Oskar Belians Tätigkeit als Bürgermeister von Allenstein war derart herausragend, dass er 1903 schließlich als erster überhaupt zum Oberbürgermeister der damaligen Kreisstadt ernannt wurde. Dieses Jahr jährte sich der Beginn seiner erfolgreichen Amtstätigkeit zum 140. Mal. Am 10. Oktober 1877 wurde Belian nach Bestätigung durch den Kommissar des Regierungspräsidenten von Königsberg in sein Amt eingeführt. Die Stadt Allenstein zählte damals kaum 6000 Einwohner, hatte nur wenige und dazu noch mangelhaft gepflasterte Straßen und war erst seit drei Jahren durch die Thorn-Insterburger Eisenbahn an den überörtlichen Verkehr angeschlossen. 

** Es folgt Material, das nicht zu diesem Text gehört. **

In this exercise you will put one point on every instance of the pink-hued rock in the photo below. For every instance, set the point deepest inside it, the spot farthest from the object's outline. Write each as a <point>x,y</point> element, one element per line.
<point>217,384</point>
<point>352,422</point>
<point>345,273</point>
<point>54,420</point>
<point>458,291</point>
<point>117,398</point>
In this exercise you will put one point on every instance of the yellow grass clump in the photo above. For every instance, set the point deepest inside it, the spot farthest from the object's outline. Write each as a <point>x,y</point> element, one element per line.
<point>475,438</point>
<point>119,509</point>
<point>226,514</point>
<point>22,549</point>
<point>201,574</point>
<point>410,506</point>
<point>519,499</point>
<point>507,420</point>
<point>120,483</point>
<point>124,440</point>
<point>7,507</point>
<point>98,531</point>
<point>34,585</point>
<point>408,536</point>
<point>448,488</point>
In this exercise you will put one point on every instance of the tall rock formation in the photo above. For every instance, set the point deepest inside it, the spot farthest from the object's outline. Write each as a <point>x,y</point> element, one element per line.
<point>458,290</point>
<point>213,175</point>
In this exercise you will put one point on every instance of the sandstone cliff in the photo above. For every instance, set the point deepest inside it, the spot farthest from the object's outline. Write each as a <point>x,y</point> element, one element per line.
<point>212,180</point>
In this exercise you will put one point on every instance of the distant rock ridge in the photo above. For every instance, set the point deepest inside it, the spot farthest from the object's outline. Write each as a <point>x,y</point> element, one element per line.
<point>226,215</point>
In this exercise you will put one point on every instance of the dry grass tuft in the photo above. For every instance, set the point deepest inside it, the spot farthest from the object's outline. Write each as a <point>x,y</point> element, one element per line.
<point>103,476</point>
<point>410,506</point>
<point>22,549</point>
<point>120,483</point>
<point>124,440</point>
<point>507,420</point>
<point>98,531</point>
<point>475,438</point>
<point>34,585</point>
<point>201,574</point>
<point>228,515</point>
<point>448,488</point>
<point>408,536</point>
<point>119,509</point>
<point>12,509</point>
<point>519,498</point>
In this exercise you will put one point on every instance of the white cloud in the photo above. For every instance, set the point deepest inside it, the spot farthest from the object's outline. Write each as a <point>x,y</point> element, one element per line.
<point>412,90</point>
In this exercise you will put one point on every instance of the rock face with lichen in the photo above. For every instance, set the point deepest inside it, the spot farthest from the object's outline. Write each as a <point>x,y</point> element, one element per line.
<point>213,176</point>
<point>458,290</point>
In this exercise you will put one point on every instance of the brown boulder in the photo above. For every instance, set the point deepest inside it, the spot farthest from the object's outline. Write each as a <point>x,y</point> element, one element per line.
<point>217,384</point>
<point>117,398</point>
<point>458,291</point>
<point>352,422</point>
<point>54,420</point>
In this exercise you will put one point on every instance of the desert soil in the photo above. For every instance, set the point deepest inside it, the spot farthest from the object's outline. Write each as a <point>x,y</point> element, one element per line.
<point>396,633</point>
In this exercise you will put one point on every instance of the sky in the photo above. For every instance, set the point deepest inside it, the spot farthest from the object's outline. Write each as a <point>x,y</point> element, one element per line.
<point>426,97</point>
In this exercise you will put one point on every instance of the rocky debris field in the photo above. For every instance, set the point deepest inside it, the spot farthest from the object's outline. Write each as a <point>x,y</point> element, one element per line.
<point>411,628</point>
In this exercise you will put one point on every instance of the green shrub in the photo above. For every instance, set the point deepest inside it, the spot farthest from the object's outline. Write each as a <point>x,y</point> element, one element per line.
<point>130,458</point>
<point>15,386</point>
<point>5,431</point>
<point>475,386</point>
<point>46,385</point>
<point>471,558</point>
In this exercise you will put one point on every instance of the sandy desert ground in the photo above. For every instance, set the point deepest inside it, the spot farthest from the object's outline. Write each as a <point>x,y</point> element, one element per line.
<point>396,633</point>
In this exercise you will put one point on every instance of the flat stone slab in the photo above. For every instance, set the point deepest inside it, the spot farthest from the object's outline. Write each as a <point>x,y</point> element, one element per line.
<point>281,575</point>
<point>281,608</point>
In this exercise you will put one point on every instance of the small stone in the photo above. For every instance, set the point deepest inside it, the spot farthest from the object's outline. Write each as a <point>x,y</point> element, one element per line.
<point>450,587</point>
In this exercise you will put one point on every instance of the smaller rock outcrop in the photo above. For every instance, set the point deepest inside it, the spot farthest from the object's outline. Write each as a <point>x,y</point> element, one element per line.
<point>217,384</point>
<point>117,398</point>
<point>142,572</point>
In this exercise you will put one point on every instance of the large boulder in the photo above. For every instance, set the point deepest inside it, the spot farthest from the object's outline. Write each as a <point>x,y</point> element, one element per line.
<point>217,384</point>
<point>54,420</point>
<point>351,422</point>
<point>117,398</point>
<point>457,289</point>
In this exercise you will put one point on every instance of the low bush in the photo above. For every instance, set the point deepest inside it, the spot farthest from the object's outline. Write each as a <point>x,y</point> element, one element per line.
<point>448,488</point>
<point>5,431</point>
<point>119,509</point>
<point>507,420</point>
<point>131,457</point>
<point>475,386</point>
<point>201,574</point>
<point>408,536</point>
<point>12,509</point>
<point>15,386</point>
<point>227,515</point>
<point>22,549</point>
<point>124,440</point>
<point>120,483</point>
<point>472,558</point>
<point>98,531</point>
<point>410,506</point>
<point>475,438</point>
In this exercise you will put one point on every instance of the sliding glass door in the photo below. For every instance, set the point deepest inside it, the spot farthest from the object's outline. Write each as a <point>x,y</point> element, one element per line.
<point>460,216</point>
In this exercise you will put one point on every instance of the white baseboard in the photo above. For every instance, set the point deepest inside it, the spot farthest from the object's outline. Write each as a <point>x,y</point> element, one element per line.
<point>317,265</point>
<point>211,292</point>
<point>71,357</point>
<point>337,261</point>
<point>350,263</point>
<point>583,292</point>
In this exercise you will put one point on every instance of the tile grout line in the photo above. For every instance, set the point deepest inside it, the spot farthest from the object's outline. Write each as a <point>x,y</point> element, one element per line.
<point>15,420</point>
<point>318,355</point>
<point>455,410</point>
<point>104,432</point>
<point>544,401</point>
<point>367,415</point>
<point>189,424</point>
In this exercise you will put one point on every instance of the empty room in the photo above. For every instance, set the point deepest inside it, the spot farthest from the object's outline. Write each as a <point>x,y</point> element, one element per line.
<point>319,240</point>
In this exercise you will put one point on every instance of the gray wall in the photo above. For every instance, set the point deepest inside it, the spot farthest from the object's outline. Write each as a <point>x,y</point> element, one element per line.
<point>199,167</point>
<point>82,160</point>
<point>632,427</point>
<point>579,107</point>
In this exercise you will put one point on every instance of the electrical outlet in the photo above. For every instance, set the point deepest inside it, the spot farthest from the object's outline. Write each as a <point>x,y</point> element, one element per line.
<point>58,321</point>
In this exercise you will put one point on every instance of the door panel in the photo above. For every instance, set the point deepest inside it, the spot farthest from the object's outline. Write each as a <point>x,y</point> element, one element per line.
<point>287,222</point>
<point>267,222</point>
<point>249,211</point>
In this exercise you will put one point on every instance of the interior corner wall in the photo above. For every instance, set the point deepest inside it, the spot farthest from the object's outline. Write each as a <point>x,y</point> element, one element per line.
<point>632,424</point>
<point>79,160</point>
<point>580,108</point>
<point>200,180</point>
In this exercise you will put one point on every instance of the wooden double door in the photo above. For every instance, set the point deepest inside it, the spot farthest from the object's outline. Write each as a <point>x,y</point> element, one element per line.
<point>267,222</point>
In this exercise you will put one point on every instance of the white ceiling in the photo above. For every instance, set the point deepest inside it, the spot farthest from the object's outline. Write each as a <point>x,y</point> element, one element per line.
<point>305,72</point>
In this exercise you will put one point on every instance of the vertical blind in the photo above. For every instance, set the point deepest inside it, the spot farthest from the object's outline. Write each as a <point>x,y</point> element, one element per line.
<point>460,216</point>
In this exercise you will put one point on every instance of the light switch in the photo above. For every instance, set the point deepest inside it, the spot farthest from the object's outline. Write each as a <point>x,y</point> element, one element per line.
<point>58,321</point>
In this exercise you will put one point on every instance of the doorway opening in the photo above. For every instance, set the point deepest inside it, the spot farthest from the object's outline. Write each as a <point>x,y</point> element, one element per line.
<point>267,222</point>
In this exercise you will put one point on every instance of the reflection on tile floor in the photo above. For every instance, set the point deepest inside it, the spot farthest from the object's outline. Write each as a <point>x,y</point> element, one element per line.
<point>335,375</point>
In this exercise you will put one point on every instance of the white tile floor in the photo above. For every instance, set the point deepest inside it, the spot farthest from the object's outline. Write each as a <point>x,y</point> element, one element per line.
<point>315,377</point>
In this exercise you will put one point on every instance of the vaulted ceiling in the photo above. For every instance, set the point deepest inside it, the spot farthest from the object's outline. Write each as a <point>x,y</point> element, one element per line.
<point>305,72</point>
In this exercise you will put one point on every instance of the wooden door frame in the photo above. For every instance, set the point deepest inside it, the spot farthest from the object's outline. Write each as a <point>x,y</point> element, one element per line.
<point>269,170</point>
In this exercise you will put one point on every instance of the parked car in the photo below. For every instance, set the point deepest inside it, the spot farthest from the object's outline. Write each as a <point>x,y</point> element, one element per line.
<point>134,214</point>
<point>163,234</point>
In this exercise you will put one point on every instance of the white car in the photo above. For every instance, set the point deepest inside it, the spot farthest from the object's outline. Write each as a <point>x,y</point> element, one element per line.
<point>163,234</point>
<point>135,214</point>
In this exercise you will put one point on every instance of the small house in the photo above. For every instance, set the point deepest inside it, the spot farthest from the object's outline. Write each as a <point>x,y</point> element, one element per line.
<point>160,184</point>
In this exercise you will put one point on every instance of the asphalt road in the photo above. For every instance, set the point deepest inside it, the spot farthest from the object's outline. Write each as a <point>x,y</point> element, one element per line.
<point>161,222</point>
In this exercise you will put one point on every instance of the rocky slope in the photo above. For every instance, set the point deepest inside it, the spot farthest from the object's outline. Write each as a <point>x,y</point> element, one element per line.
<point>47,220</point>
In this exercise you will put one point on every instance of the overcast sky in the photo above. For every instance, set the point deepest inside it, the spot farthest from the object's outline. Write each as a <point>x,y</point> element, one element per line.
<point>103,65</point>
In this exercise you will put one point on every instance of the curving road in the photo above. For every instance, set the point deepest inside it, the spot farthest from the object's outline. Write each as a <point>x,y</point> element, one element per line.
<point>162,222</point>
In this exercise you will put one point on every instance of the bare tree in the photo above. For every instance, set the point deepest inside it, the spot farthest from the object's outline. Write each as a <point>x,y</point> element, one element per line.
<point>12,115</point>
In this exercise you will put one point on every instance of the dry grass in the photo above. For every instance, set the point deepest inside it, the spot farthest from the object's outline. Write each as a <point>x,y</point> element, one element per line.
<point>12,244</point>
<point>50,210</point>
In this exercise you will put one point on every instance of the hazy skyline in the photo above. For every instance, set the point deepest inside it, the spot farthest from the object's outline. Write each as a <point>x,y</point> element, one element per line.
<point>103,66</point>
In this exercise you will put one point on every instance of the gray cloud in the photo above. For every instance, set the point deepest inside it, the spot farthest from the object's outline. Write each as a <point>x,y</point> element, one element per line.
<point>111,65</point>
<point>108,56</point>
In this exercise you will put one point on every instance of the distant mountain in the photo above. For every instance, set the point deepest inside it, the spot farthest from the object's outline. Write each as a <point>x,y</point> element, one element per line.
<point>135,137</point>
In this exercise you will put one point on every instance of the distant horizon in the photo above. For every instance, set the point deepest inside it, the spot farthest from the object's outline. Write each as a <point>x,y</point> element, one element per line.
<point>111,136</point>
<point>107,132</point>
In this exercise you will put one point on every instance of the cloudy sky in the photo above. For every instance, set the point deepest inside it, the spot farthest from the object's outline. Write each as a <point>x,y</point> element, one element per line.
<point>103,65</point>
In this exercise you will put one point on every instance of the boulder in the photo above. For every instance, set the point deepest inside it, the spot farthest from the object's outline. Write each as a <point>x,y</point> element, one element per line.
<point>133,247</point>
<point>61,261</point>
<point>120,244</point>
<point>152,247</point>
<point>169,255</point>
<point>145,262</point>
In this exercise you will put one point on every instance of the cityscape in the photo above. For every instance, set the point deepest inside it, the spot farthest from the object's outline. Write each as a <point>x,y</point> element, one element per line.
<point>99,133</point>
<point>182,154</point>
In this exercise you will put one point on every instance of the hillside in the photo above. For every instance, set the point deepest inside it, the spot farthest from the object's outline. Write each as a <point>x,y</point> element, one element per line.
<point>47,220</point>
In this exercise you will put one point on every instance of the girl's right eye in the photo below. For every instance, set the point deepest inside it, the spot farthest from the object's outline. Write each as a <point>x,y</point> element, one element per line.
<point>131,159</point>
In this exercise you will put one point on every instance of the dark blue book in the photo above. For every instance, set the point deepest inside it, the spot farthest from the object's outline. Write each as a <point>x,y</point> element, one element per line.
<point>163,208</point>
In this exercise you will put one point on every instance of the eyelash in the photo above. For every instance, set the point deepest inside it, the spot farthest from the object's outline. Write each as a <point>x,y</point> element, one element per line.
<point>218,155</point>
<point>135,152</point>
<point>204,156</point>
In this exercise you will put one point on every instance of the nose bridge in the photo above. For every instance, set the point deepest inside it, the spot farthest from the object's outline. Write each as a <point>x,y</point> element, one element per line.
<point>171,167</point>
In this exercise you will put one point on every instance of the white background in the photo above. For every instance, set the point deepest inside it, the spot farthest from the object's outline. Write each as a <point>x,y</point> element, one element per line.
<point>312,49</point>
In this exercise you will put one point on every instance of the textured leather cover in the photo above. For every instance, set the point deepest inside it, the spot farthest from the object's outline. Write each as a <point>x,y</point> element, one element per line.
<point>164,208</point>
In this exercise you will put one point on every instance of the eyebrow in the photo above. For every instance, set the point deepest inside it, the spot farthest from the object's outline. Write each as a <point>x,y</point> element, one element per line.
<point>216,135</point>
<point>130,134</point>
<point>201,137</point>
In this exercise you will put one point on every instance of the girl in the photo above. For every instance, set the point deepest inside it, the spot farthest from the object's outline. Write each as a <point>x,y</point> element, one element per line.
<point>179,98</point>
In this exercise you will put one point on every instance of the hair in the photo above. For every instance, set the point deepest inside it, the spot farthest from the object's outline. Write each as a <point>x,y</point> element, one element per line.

Eine seiner ersten Amtshandlungen, schrieb Belian später, war die Eröffnung des von der Stadt errichteten Pro-Gymnasiums, das am 1. Oktober 1881 als Vollanstalt anerkannt und am 10. April 1885 dem Königlich Preußischen Provinzialschulkollegium als Staatsanstalt übergeben wurde, aber nur, weil sich die Stadt zum Bau eines neuen Anstaltsgebäudes und Zahlung eines Unter­hal­tungs­zu­schusses von 15000 Mark verpflichtet hatte. Durch die Errichtung dieser höheren Lehranstalt wurde der Grundstein für ein schnelles Wachstum der ostpreußischen Landstadt gelegt. Dies zeigte sich schon bald bei der Wahl Allensteins zum Sitz eines Land- und Amtsgerichts im Jahre 1879. Da in der Stadt „bereits ein Gymnasium bestand“, fiel die Entscheidung nicht zugunsten des Mitbewerbers Osterode aus. Ein Ergebnis der Weitsicht des begabten Verwaltungschefs von Allenstein.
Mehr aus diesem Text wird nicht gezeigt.